WASHINGTON D.C. — Bartenders across the country are reportedly feeling a surge of validation, mixed with a healthy dose of professional jealousy, after LP O'Brien, winner of Netflix's 'Drink Masters,' inked a deal for her forthcoming book, *Cooking Up Cocktails*. The news has ignited a debate within the hospitality sector about the perceived intellectual rigor of mixology versus the perceived grunt work of 'just pouring stuff.'
“Finally, someone’s going to explain to the public that a well-balanced Old Fashioned isn’t just whiskey and sugar, it’s a symphony of molecular gastronomy,” declared Chad ‘The Shaker’ Peterson, a 15-year veteran of a dimly lit speakeasy in Brooklyn. “We’ve been toiling in obscurity, perfecting pH levels and aroma compounds, while society thinks we’re just glorified beer pourers. This book is our *Ulysses*.”

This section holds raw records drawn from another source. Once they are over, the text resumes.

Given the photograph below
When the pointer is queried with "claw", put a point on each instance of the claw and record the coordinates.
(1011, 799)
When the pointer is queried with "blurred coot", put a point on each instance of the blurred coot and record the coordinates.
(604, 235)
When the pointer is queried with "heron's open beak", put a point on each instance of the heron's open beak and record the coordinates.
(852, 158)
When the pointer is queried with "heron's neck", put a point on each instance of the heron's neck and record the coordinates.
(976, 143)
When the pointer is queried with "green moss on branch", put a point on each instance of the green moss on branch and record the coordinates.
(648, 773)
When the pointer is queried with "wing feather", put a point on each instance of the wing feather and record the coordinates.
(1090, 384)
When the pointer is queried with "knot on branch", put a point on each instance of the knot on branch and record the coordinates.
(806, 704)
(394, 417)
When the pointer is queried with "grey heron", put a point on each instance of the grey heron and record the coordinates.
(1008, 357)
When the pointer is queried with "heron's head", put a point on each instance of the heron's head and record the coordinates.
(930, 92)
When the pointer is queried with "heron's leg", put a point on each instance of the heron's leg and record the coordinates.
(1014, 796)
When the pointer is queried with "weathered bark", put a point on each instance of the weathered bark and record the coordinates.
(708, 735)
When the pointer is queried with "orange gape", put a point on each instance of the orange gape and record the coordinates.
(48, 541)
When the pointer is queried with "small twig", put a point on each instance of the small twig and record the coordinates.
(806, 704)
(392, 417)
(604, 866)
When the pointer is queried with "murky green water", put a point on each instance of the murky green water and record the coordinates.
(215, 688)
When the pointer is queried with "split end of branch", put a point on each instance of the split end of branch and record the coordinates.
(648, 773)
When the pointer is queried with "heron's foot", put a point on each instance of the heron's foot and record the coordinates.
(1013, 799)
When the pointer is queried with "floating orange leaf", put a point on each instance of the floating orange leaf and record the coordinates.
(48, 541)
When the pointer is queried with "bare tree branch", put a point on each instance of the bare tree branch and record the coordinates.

Publishing insiders suggest the deal highlights a growing public appetite for the esoteric science behind alcoholic beverages. “People want to know why their Negroni tastes like a dream and their home-made version tastes like regret,” explained literary agent Brenda Sterling, who was not involved in O'Brien's deal but wished she had been. “It’s about elevating the craft beyond mere intoxication. It’s about the *journey*.”
Meanwhile, local bar owner Marcus Thorne expressed skepticism. “Look, I love a good cocktail, but if we start calling it ‘cooking,’ are we going to need health inspections for our ice cubes? I just want to serve drinks, not perform open-heart surgery on a martini.”